Freelance

OLYMPUS DIGITAL CAMERASomething big happened for me this week. I received my very first check, ever, for an article I wrote. Someone told me recently that something changes inside you when you’re actually paid to write. It does. Seeing that check, even though it is small, reinforced my resolve to keep doing what I love, no matter how little time I think I have to do it. No matter how long it takes to come to life, my words are coming. I am a writer.

When I started The Salvaged this year, I knew I needed a creative outlet. I did not know how this mashup of antique finds, hidden treasures, little shops, inspiration, beautiful things, memories and experiences would turn into such a love of mine, but it has. I will never forget a moment of clarity in my first job out of college. This job included “rounds” in different departments of a small bank in my hometown. This included teller work- which I truly didn’t mind. You see, Mama was a teller for the majority of her working life, until she became a Grandmother. She built the foundation that would eventually become my career in finance. But at 22 years old, what I did mind, greatly, was working as a teller inside that small town’s Walmart branch. Walmart, people. People talk about misery, but aside from the people suffering with you, I can assure you that it was nothing but complete misery. It might’ve shown on my face, a little. On one specific evening I encountered two men in two different transactions. The first ended in me being called a “c___.” I shit you not. Over a lousy $200 check that I wouldn’t cash because this guy already owed the bank money. In that moment, you know you’ve had these moments, I wish I could look back and say I let the guy have it, because that’s what people expect me to do, right? Nope. Big tears welled up in my eyes and in my mind I remember thinking, “what the hell am I doing here?” I just slid the check back across the counter and said, “you better leave, SIR.” Daddy wanted his name, so I gave it to him. I don’t know what happened after that, but I never saw that guy again.

The second man was a friend of the family and a father to two great friends of mine from youth group at church. When he looked up and approached me in my line, I imagine he could see the stress in my body language. He leaned down and asked me, “what are you doing here?” He had no idea how loaded that question was, or what he did for me that night. My eyes welled up with tears again. I really didn’t know how to answer as I sat inside Walmart, listening to the constant beeping at the checkout line all day. One of my proudest days? When I sent that letter to HR to bid that place adieu. I was headed to my current position, almost seven years ago. You know how to tell people want to hold you down? Everyone whispered about how I didn’t know what I was getting myself into. That can be the poison of a small town. It’s beautiful and magical and special to grow up there, but then at some point you have to get out for a while and make them see what you’ve got. And I win.

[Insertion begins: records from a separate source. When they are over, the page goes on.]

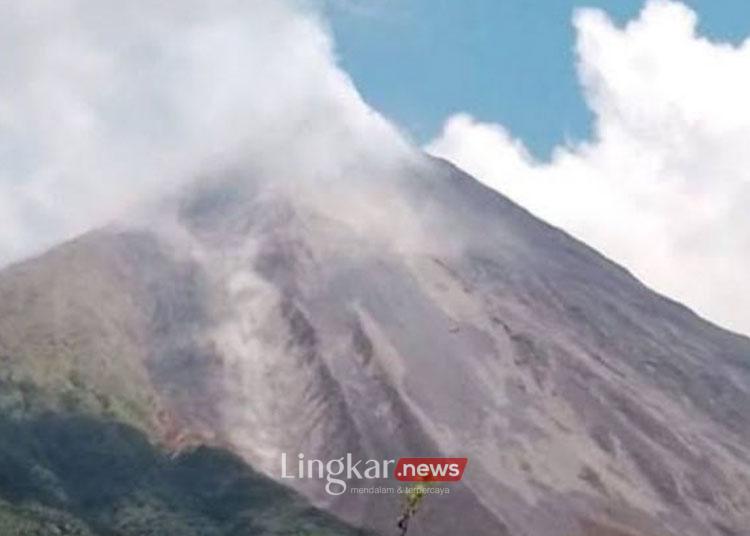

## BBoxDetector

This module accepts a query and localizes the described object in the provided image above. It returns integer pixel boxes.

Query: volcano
[0,156,750,536]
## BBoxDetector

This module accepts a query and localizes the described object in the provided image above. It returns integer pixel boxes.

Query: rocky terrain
[0,153,750,536]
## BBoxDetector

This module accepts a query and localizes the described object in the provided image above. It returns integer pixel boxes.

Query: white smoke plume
[427,0,750,333]
[0,0,406,265]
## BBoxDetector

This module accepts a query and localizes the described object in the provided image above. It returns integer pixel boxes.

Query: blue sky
[329,0,750,158]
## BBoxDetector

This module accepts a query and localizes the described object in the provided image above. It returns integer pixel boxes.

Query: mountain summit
[0,153,750,536]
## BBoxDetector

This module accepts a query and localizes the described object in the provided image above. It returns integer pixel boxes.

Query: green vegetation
[0,413,372,536]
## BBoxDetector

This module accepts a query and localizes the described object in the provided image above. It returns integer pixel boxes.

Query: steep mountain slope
[0,153,750,536]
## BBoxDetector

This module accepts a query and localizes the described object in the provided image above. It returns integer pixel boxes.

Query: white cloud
[427,0,750,333]
[0,0,412,265]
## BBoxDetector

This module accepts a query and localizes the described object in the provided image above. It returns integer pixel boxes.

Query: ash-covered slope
[0,156,750,536]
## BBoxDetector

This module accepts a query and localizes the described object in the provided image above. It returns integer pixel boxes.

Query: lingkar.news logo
[281,452,468,495]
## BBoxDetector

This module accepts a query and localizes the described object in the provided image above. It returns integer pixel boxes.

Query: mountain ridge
[0,153,750,536]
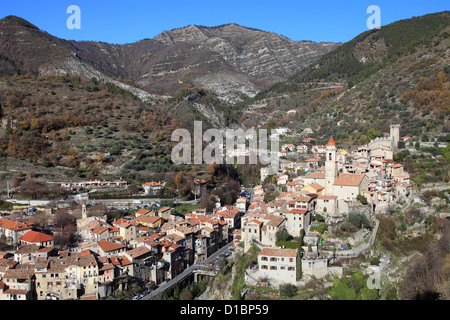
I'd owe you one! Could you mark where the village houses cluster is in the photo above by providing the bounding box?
[0,125,411,300]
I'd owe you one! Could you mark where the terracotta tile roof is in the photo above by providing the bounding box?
[98,240,125,252]
[0,218,31,231]
[258,248,297,258]
[327,137,336,146]
[334,173,365,186]
[136,209,150,214]
[305,171,325,179]
[134,215,162,223]
[317,195,337,200]
[309,183,324,191]
[19,230,53,243]
[289,209,308,214]
[144,181,162,187]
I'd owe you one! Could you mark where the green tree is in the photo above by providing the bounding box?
[280,283,297,298]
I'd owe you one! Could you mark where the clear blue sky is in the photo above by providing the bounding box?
[0,0,450,44]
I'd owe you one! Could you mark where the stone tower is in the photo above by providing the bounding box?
[81,201,87,219]
[389,124,400,149]
[325,137,338,195]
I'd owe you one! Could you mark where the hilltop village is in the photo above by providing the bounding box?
[0,125,412,300]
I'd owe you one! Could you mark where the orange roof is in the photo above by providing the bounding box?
[136,209,150,214]
[289,209,308,214]
[19,231,53,243]
[258,248,297,258]
[144,181,162,187]
[98,240,125,252]
[327,137,336,146]
[0,219,31,231]
[309,183,324,191]
[334,173,365,186]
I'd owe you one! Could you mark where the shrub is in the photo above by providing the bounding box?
[280,283,297,298]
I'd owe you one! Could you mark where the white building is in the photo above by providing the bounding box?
[258,248,298,284]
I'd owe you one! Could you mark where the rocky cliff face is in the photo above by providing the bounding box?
[0,16,339,102]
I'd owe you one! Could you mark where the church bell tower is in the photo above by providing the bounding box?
[325,137,338,195]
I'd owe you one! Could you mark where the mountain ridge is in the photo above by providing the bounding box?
[0,16,340,101]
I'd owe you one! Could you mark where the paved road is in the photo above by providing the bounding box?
[140,242,233,300]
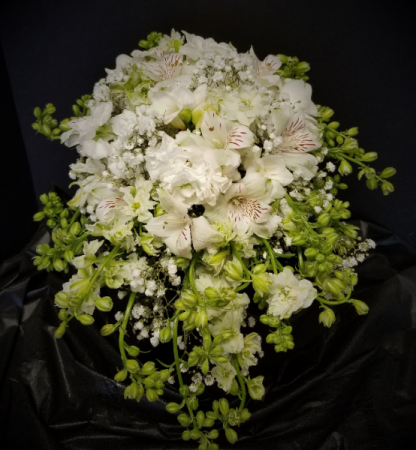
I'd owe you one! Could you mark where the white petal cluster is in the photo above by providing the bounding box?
[62,30,320,258]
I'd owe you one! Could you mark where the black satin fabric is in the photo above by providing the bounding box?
[0,222,416,450]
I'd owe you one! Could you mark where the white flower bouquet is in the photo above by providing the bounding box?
[33,31,395,450]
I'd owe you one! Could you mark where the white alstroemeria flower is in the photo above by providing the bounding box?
[145,132,232,206]
[146,189,192,258]
[146,189,222,258]
[191,216,223,252]
[61,102,113,148]
[204,175,279,238]
[267,105,321,153]
[280,80,318,117]
[267,269,318,319]
[72,239,104,269]
[110,109,137,138]
[238,333,262,370]
[179,31,237,61]
[119,177,156,223]
[68,175,117,208]
[201,111,254,150]
[221,85,270,126]
[145,53,183,81]
[149,83,207,130]
[250,48,282,87]
[209,309,245,353]
[281,153,318,180]
[244,155,293,199]
[211,362,237,392]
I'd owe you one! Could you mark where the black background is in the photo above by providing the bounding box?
[0,0,416,450]
[0,0,416,264]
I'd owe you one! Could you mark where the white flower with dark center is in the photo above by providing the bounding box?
[267,269,318,319]
[204,176,280,238]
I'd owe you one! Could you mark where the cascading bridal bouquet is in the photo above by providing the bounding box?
[33,31,395,450]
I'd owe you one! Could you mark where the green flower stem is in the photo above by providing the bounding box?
[230,242,251,280]
[68,208,81,229]
[172,317,199,429]
[285,194,319,237]
[316,296,349,305]
[118,292,136,365]
[233,355,247,412]
[337,154,384,183]
[67,245,120,322]
[235,281,251,292]
[298,247,303,272]
[259,238,283,275]
[189,253,202,303]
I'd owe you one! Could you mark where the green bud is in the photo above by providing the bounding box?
[361,152,378,162]
[381,181,394,195]
[55,322,66,339]
[207,430,219,439]
[260,314,280,327]
[100,323,116,336]
[181,291,198,308]
[345,127,358,136]
[240,408,251,422]
[182,425,191,441]
[204,287,219,300]
[201,359,209,375]
[159,326,172,344]
[188,395,199,411]
[126,359,140,373]
[175,257,189,269]
[94,297,113,312]
[304,247,319,259]
[55,291,69,308]
[224,261,243,281]
[247,376,265,400]
[251,273,271,297]
[227,378,240,395]
[341,137,358,151]
[69,222,81,236]
[380,167,396,178]
[33,212,45,222]
[140,361,156,375]
[166,402,182,414]
[196,411,205,428]
[77,314,94,325]
[72,105,81,116]
[319,306,336,328]
[124,383,139,400]
[53,258,65,272]
[177,414,191,427]
[365,178,378,191]
[350,300,370,316]
[58,309,68,321]
[219,398,230,416]
[179,109,192,125]
[338,159,352,175]
[40,123,52,137]
[225,428,238,444]
[146,389,159,402]
[189,428,201,441]
[179,384,191,397]
[195,311,208,329]
[317,213,331,227]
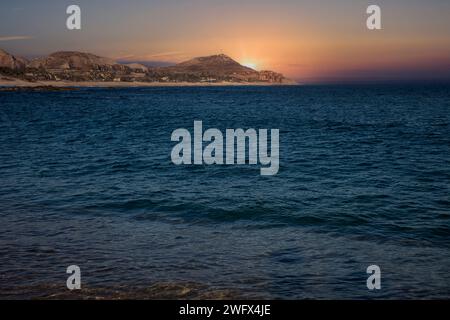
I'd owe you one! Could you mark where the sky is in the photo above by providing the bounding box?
[0,0,450,83]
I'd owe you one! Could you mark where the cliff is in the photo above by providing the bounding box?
[0,50,289,84]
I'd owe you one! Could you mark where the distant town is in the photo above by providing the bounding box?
[0,49,293,84]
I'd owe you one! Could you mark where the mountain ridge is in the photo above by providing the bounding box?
[0,49,291,84]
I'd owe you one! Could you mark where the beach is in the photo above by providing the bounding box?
[0,77,297,88]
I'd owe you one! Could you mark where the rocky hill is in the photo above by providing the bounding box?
[0,50,294,84]
[0,49,28,70]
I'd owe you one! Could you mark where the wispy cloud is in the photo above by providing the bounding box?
[116,51,184,62]
[0,36,32,41]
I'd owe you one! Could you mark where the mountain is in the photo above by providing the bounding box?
[168,54,257,75]
[0,49,28,70]
[28,51,117,71]
[0,50,290,84]
[159,54,287,83]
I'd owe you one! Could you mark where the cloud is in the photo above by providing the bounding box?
[116,51,185,62]
[0,36,32,41]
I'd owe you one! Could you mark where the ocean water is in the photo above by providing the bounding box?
[0,85,450,299]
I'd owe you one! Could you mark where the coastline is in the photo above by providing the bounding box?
[0,78,298,88]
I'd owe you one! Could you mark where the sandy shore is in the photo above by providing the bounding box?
[0,78,295,88]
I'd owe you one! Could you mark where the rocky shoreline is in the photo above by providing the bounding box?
[0,49,295,87]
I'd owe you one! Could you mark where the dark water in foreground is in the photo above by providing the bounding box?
[0,86,450,299]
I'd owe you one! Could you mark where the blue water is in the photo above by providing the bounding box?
[0,85,450,299]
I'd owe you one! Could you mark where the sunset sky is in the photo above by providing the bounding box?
[0,0,450,83]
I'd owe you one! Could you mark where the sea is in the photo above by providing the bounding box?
[0,84,450,299]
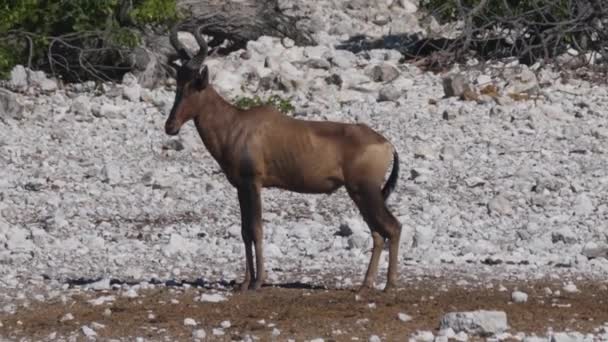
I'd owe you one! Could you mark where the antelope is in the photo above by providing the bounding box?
[165,27,401,291]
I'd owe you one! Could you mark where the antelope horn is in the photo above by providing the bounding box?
[169,24,192,61]
[187,26,208,70]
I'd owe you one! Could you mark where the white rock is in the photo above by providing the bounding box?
[87,278,110,291]
[59,312,74,322]
[91,103,122,119]
[505,68,539,94]
[378,84,405,102]
[551,331,591,342]
[412,330,435,342]
[488,194,513,215]
[163,233,199,256]
[81,325,97,337]
[199,293,228,303]
[330,50,357,69]
[192,329,207,340]
[442,73,471,97]
[399,0,418,14]
[9,65,28,91]
[70,95,91,115]
[6,227,36,253]
[101,162,121,184]
[562,282,579,293]
[123,288,138,298]
[573,193,594,216]
[437,328,456,339]
[440,310,508,335]
[397,312,412,322]
[28,70,57,92]
[184,318,197,327]
[511,291,528,303]
[365,63,401,82]
[0,88,23,120]
[413,225,435,248]
[122,84,141,102]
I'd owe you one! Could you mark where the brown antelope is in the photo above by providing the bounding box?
[165,28,401,290]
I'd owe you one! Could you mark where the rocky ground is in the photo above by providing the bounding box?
[0,2,608,341]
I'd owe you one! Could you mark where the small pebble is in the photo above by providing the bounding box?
[184,318,196,326]
[511,291,528,303]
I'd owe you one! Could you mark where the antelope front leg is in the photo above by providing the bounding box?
[238,181,266,290]
[360,231,384,290]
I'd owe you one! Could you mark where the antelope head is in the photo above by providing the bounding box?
[165,25,209,135]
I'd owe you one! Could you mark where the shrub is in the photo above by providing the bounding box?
[234,94,295,114]
[0,0,178,78]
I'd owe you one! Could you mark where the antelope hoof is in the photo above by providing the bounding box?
[235,280,250,292]
[249,280,262,290]
[357,283,374,294]
[384,282,397,293]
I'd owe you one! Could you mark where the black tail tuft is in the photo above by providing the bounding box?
[382,150,399,201]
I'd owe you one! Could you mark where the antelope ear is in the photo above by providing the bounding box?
[194,65,209,90]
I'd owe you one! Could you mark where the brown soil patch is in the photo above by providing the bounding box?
[0,279,608,341]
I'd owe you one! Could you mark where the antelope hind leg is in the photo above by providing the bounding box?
[349,186,401,291]
[238,185,261,291]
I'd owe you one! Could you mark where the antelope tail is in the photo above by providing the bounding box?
[382,149,399,201]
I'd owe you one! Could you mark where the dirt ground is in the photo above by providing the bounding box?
[0,278,608,341]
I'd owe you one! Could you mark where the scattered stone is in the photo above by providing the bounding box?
[0,88,23,122]
[70,95,91,115]
[412,330,435,342]
[562,282,579,293]
[551,331,591,342]
[162,139,184,151]
[573,193,594,216]
[184,318,197,327]
[442,73,477,100]
[440,310,509,336]
[81,325,97,337]
[199,293,228,303]
[163,233,199,256]
[87,278,110,291]
[27,70,57,93]
[192,329,207,340]
[378,84,404,102]
[59,312,74,322]
[397,312,412,322]
[582,242,608,260]
[505,67,539,94]
[398,0,418,14]
[9,65,28,92]
[336,223,353,237]
[442,109,458,120]
[367,335,382,342]
[511,291,528,304]
[5,227,36,253]
[488,195,513,216]
[101,162,121,184]
[365,63,400,82]
[307,58,331,70]
[551,227,578,245]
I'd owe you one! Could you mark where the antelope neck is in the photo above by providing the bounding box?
[194,85,236,161]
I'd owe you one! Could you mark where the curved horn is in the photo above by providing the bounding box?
[169,24,192,61]
[188,26,208,70]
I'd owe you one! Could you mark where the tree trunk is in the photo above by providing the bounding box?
[178,0,314,52]
[132,0,314,88]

Experiences like this make me remember where I came from and how I got here. It makes me get on my knees and thank God he lead me away from that life and into this one. So many words to share. So here I sit. I’m a writer. A little baby, barely-got-her-feet-wet writer, but that’s what I am.

I’m doing a chair dance as I sit here this morning because my tiny girl slept all night. This is huge because the two nights before were the hardest we’ve had with her. She’s been so sick and I am over the moon that she was finally able to rest. I’m glad we got to sleep too, but mostly I’m just beside myself that she has turned the corner and is on the mend! Now that is a great way to start a Friday.